A continuation of The “Legacy of Vengeance” – I
A political solution by itself (such as devolution of power), is more likely to convert the problem from one form to another — the civil war may convert into a border dispute or an arms race. The two groups already dislike each other and I doubt if the hatred will have any trouble crossing borders.
Plus Sri Lankans have never been used to tolerating neighbors divided by land borders. The closest neighbor, India, has always been too far across the sea to evoke any strong emotions among Sri Lankans. If Sri Lanka is ever partitioned, the two states (or semi-states) are unlikely to get along.
So we come to the question of permanent (long term) solutions. If Sinhalese and Tamils were physically different or if they had clashing beliefs, then some form of partition would have been the only permanent choice. But since our difference are not quite so rigid, there is a better permanent solution, IF we can implement it.
We need to either 1) eliminate the differences or 2) make them invisible. In the case of the first option, eliminate Sinhalese and Tamil in favor of English and we would have eliminated perhaps 90% of what distinguishes Sinhalese from Tamils. It would be a major step in the direction of a homogenous society.

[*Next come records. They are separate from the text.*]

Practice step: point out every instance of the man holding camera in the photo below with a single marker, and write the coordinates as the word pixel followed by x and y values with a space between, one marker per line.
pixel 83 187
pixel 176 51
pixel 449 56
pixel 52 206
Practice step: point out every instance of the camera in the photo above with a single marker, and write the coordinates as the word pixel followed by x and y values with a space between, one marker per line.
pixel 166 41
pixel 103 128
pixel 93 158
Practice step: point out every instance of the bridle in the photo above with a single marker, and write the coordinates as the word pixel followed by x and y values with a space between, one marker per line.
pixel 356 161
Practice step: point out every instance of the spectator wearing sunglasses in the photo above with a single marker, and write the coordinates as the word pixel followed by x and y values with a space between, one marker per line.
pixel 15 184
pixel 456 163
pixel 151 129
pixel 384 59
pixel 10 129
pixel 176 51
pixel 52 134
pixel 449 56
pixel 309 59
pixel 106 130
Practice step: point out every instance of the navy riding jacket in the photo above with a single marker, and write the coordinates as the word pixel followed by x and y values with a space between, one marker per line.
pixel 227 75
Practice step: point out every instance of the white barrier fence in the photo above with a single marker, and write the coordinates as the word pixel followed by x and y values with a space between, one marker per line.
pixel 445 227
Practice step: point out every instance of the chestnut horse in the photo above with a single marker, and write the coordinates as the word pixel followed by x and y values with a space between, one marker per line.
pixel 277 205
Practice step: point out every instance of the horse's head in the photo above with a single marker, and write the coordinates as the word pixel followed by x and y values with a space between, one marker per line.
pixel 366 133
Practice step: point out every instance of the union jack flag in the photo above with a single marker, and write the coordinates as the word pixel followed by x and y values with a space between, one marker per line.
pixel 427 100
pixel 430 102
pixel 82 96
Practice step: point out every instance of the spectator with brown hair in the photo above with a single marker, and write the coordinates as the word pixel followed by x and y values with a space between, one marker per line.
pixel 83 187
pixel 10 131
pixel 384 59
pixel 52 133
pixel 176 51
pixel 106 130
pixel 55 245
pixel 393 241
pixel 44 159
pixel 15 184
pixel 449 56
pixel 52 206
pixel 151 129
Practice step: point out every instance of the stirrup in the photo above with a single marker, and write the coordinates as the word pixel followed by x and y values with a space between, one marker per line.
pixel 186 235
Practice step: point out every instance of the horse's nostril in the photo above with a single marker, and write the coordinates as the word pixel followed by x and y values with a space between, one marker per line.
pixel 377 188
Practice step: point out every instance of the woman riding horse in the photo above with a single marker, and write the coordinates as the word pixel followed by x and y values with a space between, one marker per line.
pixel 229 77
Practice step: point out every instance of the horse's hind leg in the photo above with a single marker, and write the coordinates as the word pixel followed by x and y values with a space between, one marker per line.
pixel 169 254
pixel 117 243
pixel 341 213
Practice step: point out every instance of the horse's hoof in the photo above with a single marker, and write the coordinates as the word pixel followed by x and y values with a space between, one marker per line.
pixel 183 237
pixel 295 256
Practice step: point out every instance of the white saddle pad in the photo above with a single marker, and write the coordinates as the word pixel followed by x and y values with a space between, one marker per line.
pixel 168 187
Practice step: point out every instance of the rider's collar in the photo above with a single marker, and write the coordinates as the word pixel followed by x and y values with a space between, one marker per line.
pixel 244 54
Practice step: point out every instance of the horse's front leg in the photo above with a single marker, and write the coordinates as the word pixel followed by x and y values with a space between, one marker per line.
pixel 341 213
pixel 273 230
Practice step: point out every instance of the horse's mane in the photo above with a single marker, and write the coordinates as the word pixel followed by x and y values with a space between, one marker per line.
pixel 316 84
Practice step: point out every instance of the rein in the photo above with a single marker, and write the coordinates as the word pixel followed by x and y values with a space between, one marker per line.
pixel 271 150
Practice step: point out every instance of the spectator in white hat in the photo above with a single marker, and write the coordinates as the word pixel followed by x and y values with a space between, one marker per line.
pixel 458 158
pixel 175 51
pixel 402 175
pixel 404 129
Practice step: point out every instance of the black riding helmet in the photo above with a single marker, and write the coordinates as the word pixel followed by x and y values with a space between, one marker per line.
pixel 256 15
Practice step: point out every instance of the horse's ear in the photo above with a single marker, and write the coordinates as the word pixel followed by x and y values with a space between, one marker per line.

But people who have lived in homogenous societies for a long time have a problem — if they’re ever suddenly faced with diversity, they’re likely to become defensive or hostile. It would be much like the case of a child who is healthy because he is never exposed to germs. In adulthood that lack of exposure may kill him, since he never had the opportunity to develop immunity to germs.
This is why option 2 is the best in the long run — the development of a society where people are effectively blind to cultural differences and diversity (it is difficult to do the same with political and religious beliefs, however). But this is something that has never really been achieved anywhere in the world. Sri Lanka needs a more practical and immediate solution, which brings us back to option 1. Whether it’s a realistic options is a different question.